Ich bin nicht frustriert sondern zähle nur Fakten auf.

Loran hat geschrieben:
Versuche Dir aber mal vorzustellen, wieviel größer das Trauma sein würde, wenn Dein Kind mitansehen muß, wie Du jemanden tötest( getötet hast) und dafür vielleicht vor den Kadi mußt und dank unserer Rechtssprechung nicht wieder nach Hause darfst...., weil das Gericht eben nicht auf Notwehr erkennt.

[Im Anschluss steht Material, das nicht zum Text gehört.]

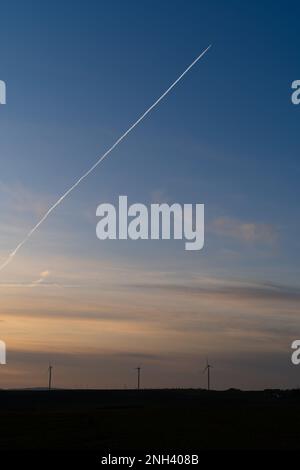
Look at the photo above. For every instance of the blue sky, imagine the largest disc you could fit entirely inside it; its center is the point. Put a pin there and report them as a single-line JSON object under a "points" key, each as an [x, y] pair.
{"points": [[79, 73]]}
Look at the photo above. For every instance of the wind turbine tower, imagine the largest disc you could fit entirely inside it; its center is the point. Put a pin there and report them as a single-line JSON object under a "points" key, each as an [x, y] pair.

Dann würden meine Kinder erkennen, daß die Rechtssprechung in diesem Land manchmal schlecht ist und sich umso mehr freuen, wenn ich wieder auf freiem Fuß wäre. Ich bin dazu verpflichtet meine Kinder zu schützen und bei der richtigen Erziehung erkennen sie auch, wo in diesem Fall der Fehler gelegen hätte. Nochmal, genau dieses Gelabere von wegen, ja aber was ist wenn der böse Richter doch nicht auf Notwehr... bla bla. dient lediglich um unschlüssige Leute zu verunsichern und ihnen ihr Recht auf Selbstverteidigung auszureden! Ich mache nichts Unrechtes wenn ich mein Heim und meine Familie verteidige!

Loran hat geschrieben:
Ich entschuldige mich hier mal schon bei allen, aber ich kann nicht über meinen Schatten springen. Ich habe lange genug als Bodyguard gearbeitet und etliche solcher selbsternannten "Möchtegernhelden" mit Knarre erlebt. Hinterher war der Katzenjammer groß. Heute arbeite ich als Psychotherapeut und betreue Opfer von Gewalttaten und auch Täter in der Forensischen Abteilung einer renomierten Landesklinik.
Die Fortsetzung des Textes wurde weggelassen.